Пьеру Дюбуа было двадцать восемь лет. Это, конечно, очень мало тишайший луч несется сотни веков. Но Пьер, услышав приказ, подумал, что были филлоксера, губившая виноград, и болезни, губившие человека, а стала война, человеку надо считать не годы, а часы. До двух пополуночи оставалось еще три часа и пятнадцать минут. Он успел пришить пуговицу, написать Жанне, чтобы она не забыла посыпать серой молодые лозы, и, громко прихлебывая, грея руки над кружкой, выпить черный кислый кофе.

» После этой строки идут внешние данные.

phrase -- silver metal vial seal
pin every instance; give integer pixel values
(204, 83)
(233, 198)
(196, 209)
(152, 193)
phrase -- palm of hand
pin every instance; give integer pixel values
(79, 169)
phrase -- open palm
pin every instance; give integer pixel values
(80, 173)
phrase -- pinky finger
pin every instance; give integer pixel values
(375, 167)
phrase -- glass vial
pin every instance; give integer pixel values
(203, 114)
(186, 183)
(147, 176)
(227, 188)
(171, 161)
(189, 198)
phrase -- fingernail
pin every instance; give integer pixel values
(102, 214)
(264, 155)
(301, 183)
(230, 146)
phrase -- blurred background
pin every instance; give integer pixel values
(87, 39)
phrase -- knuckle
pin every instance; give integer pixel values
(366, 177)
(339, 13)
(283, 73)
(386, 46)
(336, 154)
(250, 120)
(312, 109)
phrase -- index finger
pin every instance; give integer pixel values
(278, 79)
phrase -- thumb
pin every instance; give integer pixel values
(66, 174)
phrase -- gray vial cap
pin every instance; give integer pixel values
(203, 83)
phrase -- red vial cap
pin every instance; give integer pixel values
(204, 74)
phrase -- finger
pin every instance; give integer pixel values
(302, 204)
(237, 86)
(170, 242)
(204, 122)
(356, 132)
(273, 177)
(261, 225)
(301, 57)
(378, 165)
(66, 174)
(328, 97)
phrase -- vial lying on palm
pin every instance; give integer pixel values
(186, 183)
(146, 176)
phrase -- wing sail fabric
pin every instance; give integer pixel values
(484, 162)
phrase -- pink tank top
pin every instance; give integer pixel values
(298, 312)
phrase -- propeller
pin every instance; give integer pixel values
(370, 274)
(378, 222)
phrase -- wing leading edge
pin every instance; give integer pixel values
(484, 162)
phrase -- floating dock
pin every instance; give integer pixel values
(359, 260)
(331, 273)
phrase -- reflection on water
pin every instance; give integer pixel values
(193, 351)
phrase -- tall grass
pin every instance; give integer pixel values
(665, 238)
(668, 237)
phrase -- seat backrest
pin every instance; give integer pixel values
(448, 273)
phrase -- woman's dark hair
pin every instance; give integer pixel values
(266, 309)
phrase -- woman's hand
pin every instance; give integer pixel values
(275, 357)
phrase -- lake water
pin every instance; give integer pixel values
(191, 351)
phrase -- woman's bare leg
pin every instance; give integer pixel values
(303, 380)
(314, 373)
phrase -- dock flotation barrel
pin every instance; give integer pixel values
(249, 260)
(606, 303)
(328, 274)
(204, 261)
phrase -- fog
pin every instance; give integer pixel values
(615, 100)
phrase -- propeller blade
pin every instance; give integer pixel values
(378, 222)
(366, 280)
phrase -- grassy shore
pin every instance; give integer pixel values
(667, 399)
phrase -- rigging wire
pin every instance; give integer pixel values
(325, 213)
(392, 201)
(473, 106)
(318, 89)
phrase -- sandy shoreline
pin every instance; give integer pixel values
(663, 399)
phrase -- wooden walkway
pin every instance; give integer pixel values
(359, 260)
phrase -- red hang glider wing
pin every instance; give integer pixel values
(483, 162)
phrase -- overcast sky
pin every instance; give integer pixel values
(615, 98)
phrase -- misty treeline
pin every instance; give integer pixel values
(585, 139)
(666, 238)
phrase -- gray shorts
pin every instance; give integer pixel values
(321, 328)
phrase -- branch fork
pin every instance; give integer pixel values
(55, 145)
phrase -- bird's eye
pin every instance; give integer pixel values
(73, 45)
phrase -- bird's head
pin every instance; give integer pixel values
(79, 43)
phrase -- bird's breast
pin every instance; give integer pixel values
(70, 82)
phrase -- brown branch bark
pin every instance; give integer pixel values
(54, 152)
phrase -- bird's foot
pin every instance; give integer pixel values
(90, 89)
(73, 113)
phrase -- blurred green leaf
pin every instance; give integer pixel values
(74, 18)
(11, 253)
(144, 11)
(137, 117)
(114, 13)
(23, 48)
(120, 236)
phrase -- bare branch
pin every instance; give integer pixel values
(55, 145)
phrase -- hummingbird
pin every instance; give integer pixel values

В два часа пополуночи Пьер пополз по скользкой глине завоевывать ничью землю. Он долго пробирался окопом, прозванным "Кошачьим коридором", натыкаясь на кости и колючую проволоку. Потом коридор кончился. Направо и налево шли такие же брошенные окопы, сиротливые, как брошенные дома. Раздумывая, какой выбрать: правый или левый - оба вели к врагам, то есть к смерти, - Пьер решил передохнуть и, пользуясь укромностью места, закурил бедную солдатскую трубку, испачканную глиной. Было очень тихо - люди обыкновенно громко стреляли днем, а ночью они убивали друг друга без шума, посылая одиноких людей, ползущих змеей, как Пьер, или роя подкопы. Пьер курил трубку и глядел на густое звездное небо. Он не мерил и не гадал, не сравнивал миров со своей деревушкой в Провансе. Он только подумал: если там на юге такая же ночь - винограду хорошо и Жанне тоже, Жанна любит теплые ночи. Он лежал и курил, всей теплотой своего волосатого звериного тела радуясь тому, что здесь, на мертвой, ничьей земле, он еще жив, дышит и курит, может шевельнуть рукой или ногой.
Но Пьер не успел раскурить хорошенько трубку, как из-за угла показался человек. Кто-то полз ему навстречу. Пьер видел лицо - светлое и широкое, непохожее на лица виноделов или пастухов Прованса, чужое лицо, чужой шлем, чужие пуговицы. Это был Петер Дебау, но для Пьера он был просто врагом, как просто - война или просто смерть. Он не знал, что вечером германский лейтенант вызвал вызвал к себе солдата Петера и отдал приказ, что Петер тоже чинил свою шинель, писал Иоганне, чтобы она не забывала стельных коров, и, чавкая, хлебал похлебку. Пьер не знал об этом, а если б и знал, все равно не понял - ведь в тот год была война. Для Пьера Петер был просто врагом, а встретив врага, приползшего навстречу, Пьер, как древний пращур в лесах, как волк, изогнулся, напрягся, готовясь вцепится в добычу.